Guide to Writing Your Own Models

Model Code Organization

For a streamlined experience, we suggest placing the code for all your models within the models directory. This is a recommendation for organizational purposes, but it's not a strict requirement.

Model Base Class

Your models should inherit from the ShopBenchBaseModel class found in base_model.py. We provide an example model, dummy_model.py, to illustrate how you might structure your own model. Crucially, your model class must implement the batch_predict method.

Configuring Your Model

To ensure your model is recognized and utilized correctly, please specify your model class name in the user_config.py file, by following the instructions in the inline comments.

Model Inputs and Outputs

Inputs

  • batch (Dict[str, Any]): A batch of inputs as a dictionary, where the dictionary has the following key:
    • prompt (List[str]): A list if prompts representing the tasks in a batch
  • is_multiple_choice (bool): This indicates whether the task is a multiple choice question.

Outputs

The output from your model's batch_predict function should be a list of string responses for all the prompts in the input batch. Depending on the task, each response could be:

  • A single integer (in the range [0, 3]) for multiple choice tasks.
  • A comma-separated list of integers for ranking tasks.
  • A comma-separated list of named entities for Named Entity Recognition (NER) tasks.
  • (unconstrained) generated response for the generation tasks

For more information on how these responses are processed, please see parsers.py.

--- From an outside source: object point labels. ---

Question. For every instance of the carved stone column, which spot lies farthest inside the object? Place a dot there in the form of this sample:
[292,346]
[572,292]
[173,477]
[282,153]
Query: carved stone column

Note that the task_type will not be explicitly provided to your model. However, the information about the task_type is implicitly available in the prompt provided.

Internet Access

Your model will not have access to the internet during evaluation. As such, you'll need to include any necessary model weights directly in your repository before submission. Ensure that your Model class is self-contained and fully operational without internet access.